Boston Consulting Group’s AI Adoption Report 2024 revealed that 74% of organizations struggle to scale AI because they lack integrated learning processes. Complementing this, LinkedIn Learning’s 2025 Workplace Learning Report found that companies investing in continuous, iterative learning enjoy 39% higher retention and innovation outcomes. The L&D Paradigm operationalizes these findings, making learning not an event, but a renewable process of evolution.
Edmondson’s AI Taxonomy
Edmondson’s AI Taxonomy provides the growth pathway for the LDI Ecosystem. It maps how institutions evolve through five stages of AI integration—from awareness to visionary leadership. The taxonomy focuses on when and how to implement AI responsibly, combining technological strategy with cultural readiness. This structure ensures that innovation develops in concert with organizational ethics and capacity.
The Stanford HAI 2025 AI Index Report notes that AI use increased from 55% to 78% of organizations in one year, often without structured maturity models. Likewise, IBM’s Global AI Adoption Index 2024 found that 40% of companies lack an AI roadmap, leading to fragmented adoption. Edmondson’s AI Taxonomy fills this gap by offering a practical, phased framework that enables organizations to advance responsibly while aligning AI strategy with mission and culture.
Multidimensional Framework for Responsible Innovation
The Multidimensional Framework for Responsible Innovation serves as the ethical and evaluative compass of the ecosystem. It ensures that every decision in AI design and deployment aligns with human values, equity, and accountability. The framework organizes its guidance into five categories: Performance & Design, Creativity & Cognition, Human Focus, Ethics & Governance, and Risk & Safety. Each dimension helps institutions evaluate and balance progress with responsibility, ensuring that innovation remains human-centered.
According to the IAPP & Credo AI AI Governance Profession Report 2025, 77% of organizations are building AI governance programs, but only 16% rate them as mature. Similarly, the NIST AI Risk Management Framework (AI 600-1) underscores the importance of embedding traceability and oversight into every system. This framework translates those imperatives into actionable principles for education, industry, and innovation practice.
Conclusion and References
The LDI Learning and Development Ecosystem for the Age of AI functions as a living, evolving model that unites readiness, learning, growth, and governance. Each framework reinforces the others—ensuring that innovation remains human-centered, measurable, and ethically grounded. This structure positions NJIT’s LDI as a model for responsible, scalable, and forward-thinking learning design. As technology evolves, the ecosystem will expand to include new dimensions such as sustainability, lifelong learning, and digital ethics—ensuring it continues to reflect NJIT’s commitment to leadership in the age of AI.
References
- Boston Consulting Group. (2024, October 24). AI adoption in 2024: 74% of companies struggle to achieve and scale value.
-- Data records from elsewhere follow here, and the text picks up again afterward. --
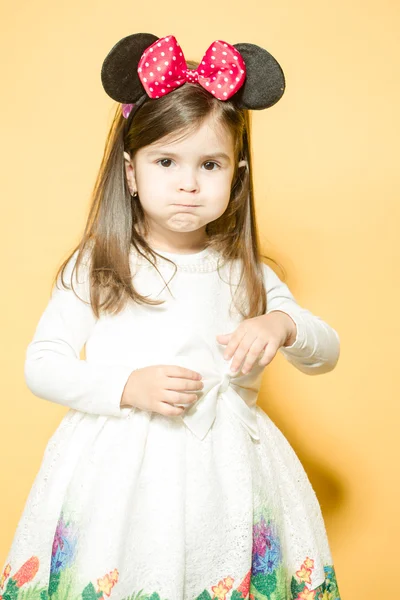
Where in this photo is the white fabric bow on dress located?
[175,333,262,440]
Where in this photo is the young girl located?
[0,33,339,600]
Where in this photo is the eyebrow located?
[148,148,230,162]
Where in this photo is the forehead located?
[146,113,233,155]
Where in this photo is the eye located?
[157,158,172,166]
[204,160,219,171]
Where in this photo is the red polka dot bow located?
[138,35,246,100]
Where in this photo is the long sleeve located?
[263,263,340,375]
[24,251,133,417]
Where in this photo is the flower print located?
[0,563,11,590]
[11,556,39,587]
[50,515,77,573]
[252,542,281,574]
[237,569,251,598]
[296,588,315,600]
[296,564,311,583]
[109,569,119,583]
[97,569,118,596]
[224,576,235,590]
[211,577,233,600]
[304,556,314,569]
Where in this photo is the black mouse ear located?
[101,33,158,104]
[232,43,286,110]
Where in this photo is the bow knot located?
[175,333,262,440]
[137,35,246,100]
[185,69,199,83]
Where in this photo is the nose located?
[179,168,199,192]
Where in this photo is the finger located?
[230,334,254,373]
[242,338,268,374]
[224,330,246,360]
[165,365,201,379]
[258,342,279,367]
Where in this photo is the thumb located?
[216,333,231,344]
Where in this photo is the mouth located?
[174,204,200,208]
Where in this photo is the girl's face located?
[124,116,244,251]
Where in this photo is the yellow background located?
[0,0,400,600]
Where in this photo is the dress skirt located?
[0,395,340,600]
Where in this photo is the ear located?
[124,152,137,196]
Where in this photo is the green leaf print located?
[251,571,276,600]
[290,576,306,598]
[82,583,98,600]
[195,590,212,600]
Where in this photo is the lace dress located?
[0,248,340,600]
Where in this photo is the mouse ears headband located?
[101,33,285,118]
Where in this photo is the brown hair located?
[55,61,284,318]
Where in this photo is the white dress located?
[0,249,339,600]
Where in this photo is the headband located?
[101,33,285,118]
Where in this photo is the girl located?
[0,33,339,600]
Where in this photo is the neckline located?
[153,247,211,265]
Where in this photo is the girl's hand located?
[217,310,297,374]
[120,365,204,417]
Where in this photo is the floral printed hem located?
[0,514,340,600]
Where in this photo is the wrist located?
[269,310,297,348]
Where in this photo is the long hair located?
[55,61,284,318]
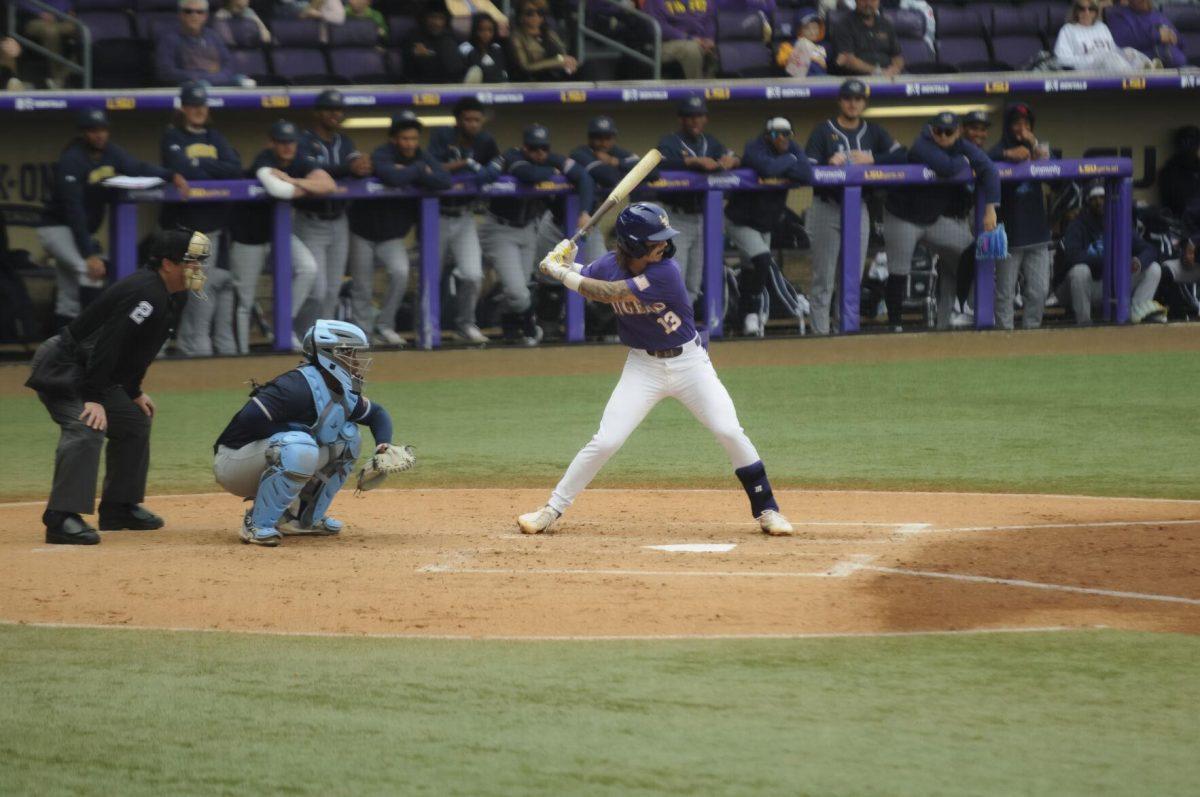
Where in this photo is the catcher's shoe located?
[758,509,793,537]
[238,510,283,547]
[275,513,346,537]
[517,504,562,534]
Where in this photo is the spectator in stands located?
[37,108,187,326]
[458,13,509,83]
[1054,0,1150,72]
[962,110,991,150]
[155,0,254,86]
[1105,0,1188,68]
[160,84,241,356]
[1055,182,1166,325]
[346,0,388,41]
[212,0,271,47]
[509,0,580,82]
[446,0,509,38]
[25,0,79,89]
[659,95,742,302]
[229,119,328,354]
[833,0,904,77]
[349,110,450,346]
[430,96,500,343]
[725,116,812,337]
[989,102,1050,329]
[404,0,467,83]
[804,78,907,335]
[883,110,1000,331]
[642,0,718,80]
[0,36,25,91]
[775,11,829,78]
[276,0,346,25]
[1158,125,1200,233]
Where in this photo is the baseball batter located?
[517,202,792,535]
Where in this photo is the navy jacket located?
[428,127,500,215]
[725,136,812,233]
[886,126,1000,224]
[160,125,241,233]
[487,146,595,227]
[989,139,1050,246]
[229,149,320,245]
[295,130,366,218]
[659,132,731,214]
[42,139,172,257]
[804,119,908,203]
[350,142,450,242]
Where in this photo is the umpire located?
[25,229,211,545]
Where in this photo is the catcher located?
[212,320,415,547]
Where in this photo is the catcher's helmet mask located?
[616,202,679,259]
[304,319,372,394]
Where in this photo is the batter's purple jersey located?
[581,252,696,352]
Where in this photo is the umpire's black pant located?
[37,388,150,515]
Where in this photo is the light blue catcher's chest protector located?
[288,365,359,448]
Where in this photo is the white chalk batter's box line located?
[416,553,1200,606]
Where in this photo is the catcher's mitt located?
[358,445,416,492]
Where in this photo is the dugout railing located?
[109,158,1133,349]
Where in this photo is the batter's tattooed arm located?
[578,277,636,305]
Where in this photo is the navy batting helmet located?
[616,202,679,257]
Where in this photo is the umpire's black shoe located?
[100,502,163,532]
[42,510,100,545]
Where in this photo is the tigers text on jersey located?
[581,252,696,352]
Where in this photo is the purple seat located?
[133,11,179,40]
[388,16,416,46]
[212,17,263,47]
[937,36,992,72]
[883,8,925,38]
[78,11,133,42]
[716,11,763,42]
[329,19,379,47]
[935,6,990,38]
[271,47,332,85]
[271,19,322,47]
[329,47,390,83]
[716,41,773,78]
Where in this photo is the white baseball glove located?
[358,444,416,492]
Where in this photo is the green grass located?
[0,353,1200,499]
[0,627,1200,796]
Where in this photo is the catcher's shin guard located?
[250,432,319,529]
[296,424,362,534]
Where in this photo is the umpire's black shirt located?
[67,269,187,403]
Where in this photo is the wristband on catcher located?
[254,166,296,199]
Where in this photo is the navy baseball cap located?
[179,83,209,106]
[522,125,550,148]
[388,110,425,136]
[314,89,346,110]
[76,108,108,130]
[270,119,300,143]
[929,110,959,128]
[588,116,617,136]
[962,110,991,127]
[838,78,871,100]
[679,94,708,116]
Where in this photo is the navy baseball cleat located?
[42,510,100,545]
[100,502,163,532]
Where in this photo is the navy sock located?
[733,460,779,517]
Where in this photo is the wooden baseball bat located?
[571,150,662,244]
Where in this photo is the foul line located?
[854,564,1200,606]
[0,619,1089,642]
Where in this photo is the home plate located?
[643,543,738,553]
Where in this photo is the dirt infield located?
[0,490,1200,636]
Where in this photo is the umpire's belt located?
[646,335,700,360]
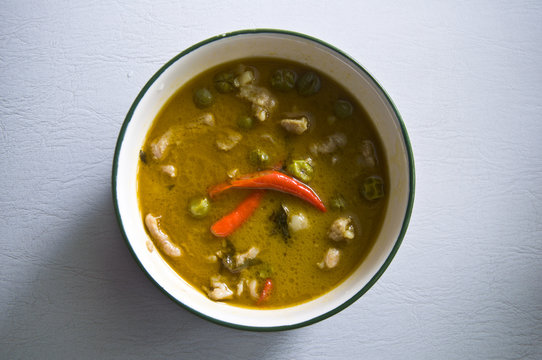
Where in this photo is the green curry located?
[138,59,388,308]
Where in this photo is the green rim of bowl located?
[111,29,415,331]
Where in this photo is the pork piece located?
[237,85,277,121]
[309,133,347,155]
[160,165,177,177]
[151,130,173,160]
[328,217,355,241]
[236,279,246,296]
[233,69,256,87]
[358,140,376,167]
[316,248,341,269]
[235,247,260,267]
[207,275,233,301]
[145,214,182,257]
[248,279,260,300]
[216,129,243,151]
[280,116,309,135]
[288,212,309,232]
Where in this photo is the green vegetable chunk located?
[194,88,215,109]
[297,71,322,96]
[213,71,235,94]
[286,160,314,182]
[188,197,211,219]
[237,115,254,130]
[333,99,354,119]
[329,194,346,210]
[248,149,269,166]
[361,176,384,201]
[271,69,297,92]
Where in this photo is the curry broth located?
[138,59,388,308]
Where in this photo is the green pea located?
[213,71,235,94]
[237,115,254,130]
[286,160,314,182]
[329,194,346,210]
[188,197,211,219]
[271,69,297,92]
[248,149,269,166]
[194,88,215,109]
[297,71,321,96]
[333,100,354,119]
[361,176,384,201]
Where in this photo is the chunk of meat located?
[237,85,277,121]
[237,279,246,296]
[288,212,309,232]
[358,140,376,167]
[151,129,173,160]
[207,276,233,301]
[328,217,355,241]
[235,247,260,267]
[248,279,260,300]
[160,165,177,177]
[216,129,243,151]
[309,133,347,155]
[280,116,309,135]
[145,214,182,257]
[316,248,341,269]
[233,69,256,87]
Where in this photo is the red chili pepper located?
[211,190,265,237]
[256,278,273,305]
[209,170,326,212]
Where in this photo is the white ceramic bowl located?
[112,29,414,330]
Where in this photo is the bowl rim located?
[111,28,415,332]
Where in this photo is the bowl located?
[112,29,414,331]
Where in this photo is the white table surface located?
[0,0,542,359]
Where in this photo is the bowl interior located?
[113,31,413,330]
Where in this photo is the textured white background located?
[0,0,542,359]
- Deloitte. (2025). 2025 Global Human Capital Trends.
- IBM. (2024). Global AI Adoption Index 2024.
- IAPP & Credo AI. (2025). AI Governance Profession Report 2025.
- LinkedIn Learning. (2025). 2025 Workplace Learning Report.
- McKinsey & Company. (2025). AI in the Workplace: Empowering People to Unlock AI’s Full Potential at Work.
- National Institute of Standards and Technology (NIST). (2024). Artificial Intelligence Risk Management Framework (AI 600-1).
- PwC. (2024). Global Workforce Hopes and Fears Survey 2024.
- Stanford Institute for Human-Centered AI (HAI). (2025). AI Index Report 2025.
- World Economic Forum. (2025). The Future of Jobs Report 2025.